An interesting observation in this study was the right-lateralization of dynamically active regions across the three contrasts. Some evidence exists that the right hemisphere may be more important in response-inhibitory and attentional control processes 82,83, and right lateralization of dynamic response to salient stimuli has been observed in the right amygdala, IPL, and hippocampus 31,84. It has been argued that while the left amygdala is involved in sustained stimulus evaluation, the right amygdala might be more specialized for dynamic stimulus processing 34.
Limitations
While the results of this exploratory investigation are promising, several limitations are important to point out.
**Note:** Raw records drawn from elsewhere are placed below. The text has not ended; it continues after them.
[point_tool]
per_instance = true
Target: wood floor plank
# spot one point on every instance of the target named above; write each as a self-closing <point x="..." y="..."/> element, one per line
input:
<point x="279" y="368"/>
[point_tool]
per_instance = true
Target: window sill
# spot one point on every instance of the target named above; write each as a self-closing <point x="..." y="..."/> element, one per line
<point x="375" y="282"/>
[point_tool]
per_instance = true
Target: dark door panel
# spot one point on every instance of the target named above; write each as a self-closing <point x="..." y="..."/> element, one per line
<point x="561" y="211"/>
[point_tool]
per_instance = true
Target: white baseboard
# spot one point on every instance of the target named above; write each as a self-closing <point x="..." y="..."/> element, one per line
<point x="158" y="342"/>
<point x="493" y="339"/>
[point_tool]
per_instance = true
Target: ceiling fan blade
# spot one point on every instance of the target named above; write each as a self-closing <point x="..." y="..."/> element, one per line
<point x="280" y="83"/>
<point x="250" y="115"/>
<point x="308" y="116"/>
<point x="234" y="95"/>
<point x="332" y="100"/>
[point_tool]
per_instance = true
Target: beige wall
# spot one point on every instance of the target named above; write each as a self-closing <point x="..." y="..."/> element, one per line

Firstly, we included no healthy control group, and so the specificity of observed patterns to individuals with MUD is unclear. Also, all participants were men, treatment seeking individuals MUD, limiting the generalizability of our observations. Regarding the task design, an inherent limitation introduced by our use of a mixed drug cue and negative emotional Go-NoGo task is the potential carry-over effects of salient cues on brain activity during subsequent blocks 85,86. While such issues may be ameliorated by the choice of a blocked presentation of different cue types, the results are likely confounded by these effects. Lastly, we used no measure of craving across the task duration, which would have allowed the analysis of temporal correlations between craving and neural activity, as in one recent study by Murphy et al. 38.